Sadly, this has not been the case. I tried 3 of the tools listed, Dropbox, IDoneThis, and Remember the Milk. Of the three, only dropbox has done anything to improve my productivity. I use my phone a LOT to take pictures of things happening in my library because, frankly, the image quality is so much better and my phone is small enough that it’s easy to keep in my pocket to capture those spontaneous moments. Prior to dropbox I had to either email pictures to myself or download the pictures from my phone directly to my school computer. That also meant that pictures were here, there, and everywhere and I would waste time searching when I wanted a specific image. With the dropbox app on my phone, the pictures are automatically transferred and are all in one place.

It would have been a shame if this hadn't made it into the yearbook!
It would have been a shame if this hadn’t made it into the yearbook!

This was especially helpful 2 weeks ago when I received a frantic email from the yearbook coordinator on a Saturday evening looking for pictures from our Battle of the Books.

He and I both thought I had sent photos immediately after the event but he didn’t have them and the layout was due Monday morning. No problem, I opened dropbox and shared the BoB folder with him from the comfort of my recliner and I didn’t miss a minute of the gripping Lifetime Saturday night movie.

So, dropbox was a success. But it didn’t really solve my problem of failing to follow through on my intentions, nor did I expect it to. For that, I had turned to IDoneThis and Remember the Milk. I signed up for both services way back when Thing 21 was first published. Since that time I receive a daily email asking me to list what I accomplished that day. I have replied exactly twice. When I signed up I had visions of documenting each days small victories and developing a nice selection of topics for the school newsletter and any other PR opportunity that came along. The email arrives around 3:00 when my class has left and my groupies begin to trickle in. I thought it would be the perfect time to quickly reflect on the day while it was all fresh. Yeah. No. The groupies take all of my attention and when they leave I’m focused on getting set for the next day.

Remember the Milk is supposed to act as an online task manager.

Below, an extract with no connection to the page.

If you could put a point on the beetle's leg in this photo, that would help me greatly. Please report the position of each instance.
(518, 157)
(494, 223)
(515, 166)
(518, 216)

I thought it would be helpful for those little things that slip through the cracks, like actually mailing the cards that I have collected for friends and getting my newsletter article in on time. I can’t blame the tool, though I wish I could. The thing is, you have to actually USE a tool for it to be effective, and in the case of these tools, they just added another ‘thing’ to my mental clutter.  I still like both tools in theory. I revisited them for the purpose of writing this blog post, and, again thought, “Wow, these are great! Why don’t I use these?” but I know myself well enough to doubt that I will ever actually use them.  The task list feature in my gmail account serves as a subtle (read often overlooked) reminder of things I need to accomplish in my work, and sticky notes accomplish the job at home.